Less fortunate was Lyndon Johnson who scandalized dog owners by picking up one of his two beagles by the ears. Presidents by that time knew the value of being considered dog lovers and Mr. Johnson was a consummate politician, but he stumbled badly with the ear-pulling incident. "Those Republicans are really bashing me about picking those darned dogs up by the ears," he grumbled to his vice-president Hubert Humphrey. There were possibly other issues involved in Mr. Johnson's decision not to run for a second term, but Beaglegate certainly wouldn't have helped.

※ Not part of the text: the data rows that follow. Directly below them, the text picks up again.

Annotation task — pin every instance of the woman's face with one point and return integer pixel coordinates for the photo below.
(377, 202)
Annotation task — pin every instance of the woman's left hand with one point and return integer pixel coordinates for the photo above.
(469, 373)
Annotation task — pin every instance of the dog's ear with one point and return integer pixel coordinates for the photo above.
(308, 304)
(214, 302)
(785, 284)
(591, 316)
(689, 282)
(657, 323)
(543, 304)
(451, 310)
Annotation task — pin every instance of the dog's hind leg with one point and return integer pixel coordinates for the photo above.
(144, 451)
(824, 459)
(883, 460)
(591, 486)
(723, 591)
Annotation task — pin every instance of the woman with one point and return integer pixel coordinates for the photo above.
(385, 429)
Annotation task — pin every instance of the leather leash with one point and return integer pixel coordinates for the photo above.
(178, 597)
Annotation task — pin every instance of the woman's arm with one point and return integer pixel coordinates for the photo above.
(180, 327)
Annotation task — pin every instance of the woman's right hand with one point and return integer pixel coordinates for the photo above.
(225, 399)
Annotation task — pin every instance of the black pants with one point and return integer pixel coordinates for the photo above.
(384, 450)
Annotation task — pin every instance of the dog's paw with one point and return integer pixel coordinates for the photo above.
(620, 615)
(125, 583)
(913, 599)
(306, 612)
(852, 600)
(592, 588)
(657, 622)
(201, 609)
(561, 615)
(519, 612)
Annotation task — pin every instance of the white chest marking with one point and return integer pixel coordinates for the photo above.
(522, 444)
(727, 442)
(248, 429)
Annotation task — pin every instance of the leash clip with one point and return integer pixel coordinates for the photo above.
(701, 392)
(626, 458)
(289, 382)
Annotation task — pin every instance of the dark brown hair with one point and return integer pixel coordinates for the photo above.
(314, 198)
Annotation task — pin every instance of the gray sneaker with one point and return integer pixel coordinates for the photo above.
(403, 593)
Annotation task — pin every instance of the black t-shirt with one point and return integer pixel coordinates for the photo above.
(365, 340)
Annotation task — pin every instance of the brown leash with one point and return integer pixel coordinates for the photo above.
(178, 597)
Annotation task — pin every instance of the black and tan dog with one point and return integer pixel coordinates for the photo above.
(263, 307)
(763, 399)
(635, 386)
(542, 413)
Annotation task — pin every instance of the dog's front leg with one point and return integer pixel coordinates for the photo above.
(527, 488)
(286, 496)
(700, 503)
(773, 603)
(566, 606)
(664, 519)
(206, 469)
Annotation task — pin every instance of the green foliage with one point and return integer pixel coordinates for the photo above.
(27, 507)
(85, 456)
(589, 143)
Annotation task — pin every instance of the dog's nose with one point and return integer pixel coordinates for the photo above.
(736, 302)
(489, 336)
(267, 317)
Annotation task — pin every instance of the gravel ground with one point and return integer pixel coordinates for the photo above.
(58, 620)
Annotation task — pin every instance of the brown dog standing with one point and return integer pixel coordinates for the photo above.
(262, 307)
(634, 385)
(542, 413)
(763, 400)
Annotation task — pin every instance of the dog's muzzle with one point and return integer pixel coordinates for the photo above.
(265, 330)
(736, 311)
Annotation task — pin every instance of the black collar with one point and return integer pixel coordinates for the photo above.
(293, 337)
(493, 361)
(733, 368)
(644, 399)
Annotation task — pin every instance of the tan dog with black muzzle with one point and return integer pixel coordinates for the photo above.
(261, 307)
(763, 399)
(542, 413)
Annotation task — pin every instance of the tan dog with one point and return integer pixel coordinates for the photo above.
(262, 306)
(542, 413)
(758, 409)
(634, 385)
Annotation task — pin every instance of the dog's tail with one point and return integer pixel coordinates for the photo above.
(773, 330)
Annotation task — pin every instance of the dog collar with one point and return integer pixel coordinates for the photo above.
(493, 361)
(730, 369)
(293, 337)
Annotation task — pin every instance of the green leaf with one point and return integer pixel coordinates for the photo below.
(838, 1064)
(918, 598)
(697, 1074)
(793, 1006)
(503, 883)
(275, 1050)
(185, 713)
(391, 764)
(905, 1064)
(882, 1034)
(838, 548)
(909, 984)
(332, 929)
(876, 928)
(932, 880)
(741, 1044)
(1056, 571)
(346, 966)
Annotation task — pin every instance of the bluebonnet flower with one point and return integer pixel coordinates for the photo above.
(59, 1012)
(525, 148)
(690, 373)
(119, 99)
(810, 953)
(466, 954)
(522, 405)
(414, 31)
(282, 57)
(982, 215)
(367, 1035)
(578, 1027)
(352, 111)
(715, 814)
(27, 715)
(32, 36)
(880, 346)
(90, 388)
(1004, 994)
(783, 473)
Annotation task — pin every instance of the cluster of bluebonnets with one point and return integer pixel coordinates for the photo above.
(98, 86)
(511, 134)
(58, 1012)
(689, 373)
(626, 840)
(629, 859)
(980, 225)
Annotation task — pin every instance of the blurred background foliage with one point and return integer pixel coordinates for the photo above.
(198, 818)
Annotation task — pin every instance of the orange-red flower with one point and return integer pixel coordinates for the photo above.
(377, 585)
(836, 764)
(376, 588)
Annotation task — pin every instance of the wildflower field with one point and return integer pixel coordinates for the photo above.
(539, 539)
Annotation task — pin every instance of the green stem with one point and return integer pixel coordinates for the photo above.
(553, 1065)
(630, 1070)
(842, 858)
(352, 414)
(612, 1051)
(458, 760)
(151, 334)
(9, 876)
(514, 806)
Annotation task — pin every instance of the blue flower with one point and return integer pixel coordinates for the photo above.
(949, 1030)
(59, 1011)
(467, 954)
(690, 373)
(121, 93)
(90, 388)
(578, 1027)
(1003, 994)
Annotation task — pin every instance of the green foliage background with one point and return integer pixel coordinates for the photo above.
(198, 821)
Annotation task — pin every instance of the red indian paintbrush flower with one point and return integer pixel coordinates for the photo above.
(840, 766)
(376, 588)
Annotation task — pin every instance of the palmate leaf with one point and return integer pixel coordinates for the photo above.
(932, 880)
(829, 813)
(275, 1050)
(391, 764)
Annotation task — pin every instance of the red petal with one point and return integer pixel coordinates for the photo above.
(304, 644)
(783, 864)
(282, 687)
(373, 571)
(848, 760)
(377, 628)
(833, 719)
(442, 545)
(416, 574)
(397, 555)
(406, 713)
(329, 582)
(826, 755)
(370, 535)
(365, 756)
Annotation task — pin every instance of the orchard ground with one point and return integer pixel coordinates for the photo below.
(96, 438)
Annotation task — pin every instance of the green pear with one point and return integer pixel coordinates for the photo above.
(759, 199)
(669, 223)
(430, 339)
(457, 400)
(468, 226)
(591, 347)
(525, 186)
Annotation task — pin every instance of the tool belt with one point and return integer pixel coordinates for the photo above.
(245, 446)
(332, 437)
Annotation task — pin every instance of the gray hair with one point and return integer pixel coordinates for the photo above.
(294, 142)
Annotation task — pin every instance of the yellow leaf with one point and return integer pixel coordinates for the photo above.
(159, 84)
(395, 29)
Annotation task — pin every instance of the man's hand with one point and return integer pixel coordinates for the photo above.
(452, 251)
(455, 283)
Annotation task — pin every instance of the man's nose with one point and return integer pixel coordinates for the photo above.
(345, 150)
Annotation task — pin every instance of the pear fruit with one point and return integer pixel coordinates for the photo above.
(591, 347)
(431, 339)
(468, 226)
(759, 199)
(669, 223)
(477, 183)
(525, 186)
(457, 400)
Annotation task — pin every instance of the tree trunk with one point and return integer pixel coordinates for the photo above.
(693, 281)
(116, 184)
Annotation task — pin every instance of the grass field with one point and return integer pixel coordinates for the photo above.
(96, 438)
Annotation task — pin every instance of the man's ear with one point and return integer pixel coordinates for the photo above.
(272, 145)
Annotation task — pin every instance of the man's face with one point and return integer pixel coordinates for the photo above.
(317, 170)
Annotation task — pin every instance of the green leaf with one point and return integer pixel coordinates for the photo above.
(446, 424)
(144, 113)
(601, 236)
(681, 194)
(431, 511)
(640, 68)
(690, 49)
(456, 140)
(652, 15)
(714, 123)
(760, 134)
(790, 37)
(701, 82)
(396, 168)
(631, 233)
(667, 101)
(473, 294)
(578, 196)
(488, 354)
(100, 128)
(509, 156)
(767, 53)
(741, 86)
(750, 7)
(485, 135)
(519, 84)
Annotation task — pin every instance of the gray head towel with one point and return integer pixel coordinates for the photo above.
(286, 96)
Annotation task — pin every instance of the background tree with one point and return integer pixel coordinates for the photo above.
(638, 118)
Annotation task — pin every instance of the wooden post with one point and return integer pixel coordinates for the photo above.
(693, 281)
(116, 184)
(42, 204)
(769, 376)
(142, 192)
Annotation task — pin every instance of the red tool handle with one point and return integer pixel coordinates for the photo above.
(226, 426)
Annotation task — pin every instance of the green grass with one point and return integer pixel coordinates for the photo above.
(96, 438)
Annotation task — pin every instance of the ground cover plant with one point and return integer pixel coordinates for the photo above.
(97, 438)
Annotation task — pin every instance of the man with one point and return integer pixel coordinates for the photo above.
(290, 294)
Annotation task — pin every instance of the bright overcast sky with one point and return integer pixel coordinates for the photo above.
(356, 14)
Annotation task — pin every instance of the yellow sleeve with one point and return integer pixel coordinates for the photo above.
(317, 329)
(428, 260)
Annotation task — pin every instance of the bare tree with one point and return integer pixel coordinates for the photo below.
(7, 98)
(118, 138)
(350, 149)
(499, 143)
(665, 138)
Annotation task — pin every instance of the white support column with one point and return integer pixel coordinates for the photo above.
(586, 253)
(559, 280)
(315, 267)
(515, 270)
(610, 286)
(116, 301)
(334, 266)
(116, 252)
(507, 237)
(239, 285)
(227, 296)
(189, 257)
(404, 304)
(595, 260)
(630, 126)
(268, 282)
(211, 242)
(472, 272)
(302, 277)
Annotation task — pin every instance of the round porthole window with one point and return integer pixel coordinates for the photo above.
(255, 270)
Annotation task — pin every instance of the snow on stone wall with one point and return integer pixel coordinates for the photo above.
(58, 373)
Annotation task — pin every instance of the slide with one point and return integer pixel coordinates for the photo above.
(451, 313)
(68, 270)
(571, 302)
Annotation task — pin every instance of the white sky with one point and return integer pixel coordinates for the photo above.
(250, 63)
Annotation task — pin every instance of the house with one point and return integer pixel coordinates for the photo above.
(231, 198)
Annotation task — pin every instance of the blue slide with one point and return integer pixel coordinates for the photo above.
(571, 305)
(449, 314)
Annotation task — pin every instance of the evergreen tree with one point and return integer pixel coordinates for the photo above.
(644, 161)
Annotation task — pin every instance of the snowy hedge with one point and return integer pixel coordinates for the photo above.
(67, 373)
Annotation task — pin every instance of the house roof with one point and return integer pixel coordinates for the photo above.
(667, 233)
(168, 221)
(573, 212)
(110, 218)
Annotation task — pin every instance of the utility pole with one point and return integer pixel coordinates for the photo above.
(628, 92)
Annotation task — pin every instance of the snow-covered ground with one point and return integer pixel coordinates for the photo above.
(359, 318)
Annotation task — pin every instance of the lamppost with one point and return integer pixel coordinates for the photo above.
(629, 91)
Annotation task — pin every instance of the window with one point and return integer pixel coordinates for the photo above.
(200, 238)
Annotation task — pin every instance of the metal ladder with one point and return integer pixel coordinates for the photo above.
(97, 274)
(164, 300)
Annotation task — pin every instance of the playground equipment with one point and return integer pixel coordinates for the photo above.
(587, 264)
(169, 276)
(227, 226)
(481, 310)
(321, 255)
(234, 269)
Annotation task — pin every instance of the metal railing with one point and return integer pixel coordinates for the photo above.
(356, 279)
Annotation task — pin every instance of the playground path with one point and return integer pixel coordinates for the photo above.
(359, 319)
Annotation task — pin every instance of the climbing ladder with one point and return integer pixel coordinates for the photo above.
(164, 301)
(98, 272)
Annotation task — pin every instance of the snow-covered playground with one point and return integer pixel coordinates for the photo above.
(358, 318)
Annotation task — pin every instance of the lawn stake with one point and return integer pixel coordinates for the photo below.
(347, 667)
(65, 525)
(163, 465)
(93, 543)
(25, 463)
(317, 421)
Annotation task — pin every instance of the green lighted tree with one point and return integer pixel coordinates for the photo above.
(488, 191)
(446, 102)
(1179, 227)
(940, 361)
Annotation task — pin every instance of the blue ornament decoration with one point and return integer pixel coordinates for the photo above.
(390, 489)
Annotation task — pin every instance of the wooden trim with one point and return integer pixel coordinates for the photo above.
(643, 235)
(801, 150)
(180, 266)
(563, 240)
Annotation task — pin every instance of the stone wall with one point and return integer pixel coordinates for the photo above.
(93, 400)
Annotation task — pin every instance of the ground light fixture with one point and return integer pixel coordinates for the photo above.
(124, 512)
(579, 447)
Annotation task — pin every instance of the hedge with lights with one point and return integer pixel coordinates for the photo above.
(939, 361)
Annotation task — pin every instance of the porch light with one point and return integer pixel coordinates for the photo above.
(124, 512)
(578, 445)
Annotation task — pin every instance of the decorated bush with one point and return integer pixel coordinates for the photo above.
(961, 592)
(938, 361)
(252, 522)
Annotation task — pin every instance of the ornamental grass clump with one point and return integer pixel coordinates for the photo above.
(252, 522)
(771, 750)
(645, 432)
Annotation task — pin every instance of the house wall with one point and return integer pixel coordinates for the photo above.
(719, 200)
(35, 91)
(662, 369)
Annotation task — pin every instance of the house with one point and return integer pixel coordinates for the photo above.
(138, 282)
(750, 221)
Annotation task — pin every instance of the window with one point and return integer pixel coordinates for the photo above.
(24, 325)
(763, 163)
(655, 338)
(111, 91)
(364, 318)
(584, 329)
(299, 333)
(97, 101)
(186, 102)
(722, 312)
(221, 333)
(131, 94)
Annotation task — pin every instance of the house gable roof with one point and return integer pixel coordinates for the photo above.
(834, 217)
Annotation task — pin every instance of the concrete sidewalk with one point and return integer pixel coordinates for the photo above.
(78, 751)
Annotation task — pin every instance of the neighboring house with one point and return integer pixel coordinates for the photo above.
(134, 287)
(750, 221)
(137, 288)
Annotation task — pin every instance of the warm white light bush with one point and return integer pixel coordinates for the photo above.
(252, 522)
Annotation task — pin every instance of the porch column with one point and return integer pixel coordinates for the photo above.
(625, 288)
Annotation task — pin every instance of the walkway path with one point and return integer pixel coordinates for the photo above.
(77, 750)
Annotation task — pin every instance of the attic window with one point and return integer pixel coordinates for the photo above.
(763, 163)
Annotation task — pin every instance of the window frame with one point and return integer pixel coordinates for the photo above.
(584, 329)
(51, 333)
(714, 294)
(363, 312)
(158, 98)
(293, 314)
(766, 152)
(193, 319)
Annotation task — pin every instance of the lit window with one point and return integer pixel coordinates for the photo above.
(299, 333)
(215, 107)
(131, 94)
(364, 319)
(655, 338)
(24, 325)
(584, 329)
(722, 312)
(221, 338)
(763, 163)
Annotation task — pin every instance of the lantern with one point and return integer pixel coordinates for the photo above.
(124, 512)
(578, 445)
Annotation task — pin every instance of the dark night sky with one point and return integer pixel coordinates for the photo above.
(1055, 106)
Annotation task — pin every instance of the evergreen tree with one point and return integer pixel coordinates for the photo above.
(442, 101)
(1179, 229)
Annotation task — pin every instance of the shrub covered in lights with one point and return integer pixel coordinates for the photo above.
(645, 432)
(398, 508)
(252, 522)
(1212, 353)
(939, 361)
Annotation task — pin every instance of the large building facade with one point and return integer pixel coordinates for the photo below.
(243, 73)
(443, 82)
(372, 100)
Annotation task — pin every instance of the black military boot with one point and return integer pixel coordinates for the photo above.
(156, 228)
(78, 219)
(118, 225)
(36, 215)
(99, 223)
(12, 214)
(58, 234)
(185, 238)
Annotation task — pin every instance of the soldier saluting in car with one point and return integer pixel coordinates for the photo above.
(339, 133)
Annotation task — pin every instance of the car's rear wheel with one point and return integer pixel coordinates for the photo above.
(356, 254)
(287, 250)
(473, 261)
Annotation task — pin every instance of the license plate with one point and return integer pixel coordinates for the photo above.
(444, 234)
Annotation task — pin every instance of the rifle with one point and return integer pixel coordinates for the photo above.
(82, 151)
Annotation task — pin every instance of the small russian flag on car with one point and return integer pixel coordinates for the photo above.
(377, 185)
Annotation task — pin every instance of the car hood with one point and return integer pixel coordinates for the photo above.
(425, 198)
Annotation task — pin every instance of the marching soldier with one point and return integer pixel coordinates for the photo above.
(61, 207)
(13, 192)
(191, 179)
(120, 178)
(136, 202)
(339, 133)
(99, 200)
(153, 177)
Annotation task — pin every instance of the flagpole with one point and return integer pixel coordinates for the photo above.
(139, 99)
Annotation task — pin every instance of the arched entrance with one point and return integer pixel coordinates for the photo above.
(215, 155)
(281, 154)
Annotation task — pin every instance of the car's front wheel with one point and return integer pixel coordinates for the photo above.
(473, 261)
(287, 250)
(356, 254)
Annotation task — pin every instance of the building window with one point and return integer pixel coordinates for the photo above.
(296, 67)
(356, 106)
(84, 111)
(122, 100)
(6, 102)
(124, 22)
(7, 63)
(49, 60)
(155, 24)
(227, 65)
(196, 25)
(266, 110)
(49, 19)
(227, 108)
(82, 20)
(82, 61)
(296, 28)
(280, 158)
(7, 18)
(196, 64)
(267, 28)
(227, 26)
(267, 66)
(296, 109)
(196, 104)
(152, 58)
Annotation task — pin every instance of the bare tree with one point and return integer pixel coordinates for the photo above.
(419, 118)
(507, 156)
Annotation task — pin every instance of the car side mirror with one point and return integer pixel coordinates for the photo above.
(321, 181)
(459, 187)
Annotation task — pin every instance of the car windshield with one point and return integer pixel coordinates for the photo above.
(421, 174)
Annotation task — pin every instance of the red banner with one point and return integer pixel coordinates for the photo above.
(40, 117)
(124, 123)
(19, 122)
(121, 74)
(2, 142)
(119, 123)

Harry Truman, who defended Johnson, is rumored to have said, "If you want a friend in Washington, get a dog." He didn't have a dog, and perhaps should have listened to his own advice. In office Truman managed to score among the lowest public opinion polls of any president.

George W. Bush has had two Scotties (Barney and Miss Beasley), and the late Spot, a springer spaniel and son of Millie, the White House dog when the first George Bush was president. However, we hardly hear any news about them any more. They might not have been able to boost the president's image miraculously at its lowest, but they might, at least, help.

Theodore Roosevelt had a virtual zoo in the White House, including six children. The kids had ponies, lizards, rats, squirrels, and even bears and a garter snake named Emily Spinach. Teddy also had a bull terrier, Pete, who was banished from the White House after he ripped the britches of the French ambassador. Given Teddy's pugnacious image, it's hard to imagine his dog doing anything else.

Caroline Kennedy's dog, Pushinka, was a gift from Nikita Khrushchev and though no doubt had a most thorough exam to make sure the dog was not implanted with listening devices, may have also represented a bridge to the Soviet Union.

For their part, the Reagans accepted Lucky, a large sheepdog, as a gift from a March of Dimes poster child. Though Lucky surely helped promote that cause, he didn't do so well in the White House. He used to drag Mrs. Reagan around and also misbehaved on the White House carpets.

From George Washington's hounds to Calvin Coolidge's dog, Rob Roy, from Franklin Roosevelt's famous black Scottie named Fala to Gerald Ford's golden retriever named Liberty, presidential dogs have played an important part in the images of their owners.

Obama, perhaps picking up on this, has supposedly promised his daughters a dog when the campaign is over. The American Kennel Club has even gotten involved, helping decide what breed it should be. The AKC has narrowed the search down to bichon frisé, miniature schnauzer, poodle, or soft-coated wheaten terrier – a breed so obscure that it could not possibly create controversy.

Regardless of the publicity value of a presidential dog, there is one bottom line positive benefit in having a Fala, Spot, Buddy, Lucky, or whoever – when times get tough, when the economy goes sour, when international tensions are at a peak, a sympathetic, sloppy ear lick can do a world of good.

Joel M. Vance is a writer based in Missouri.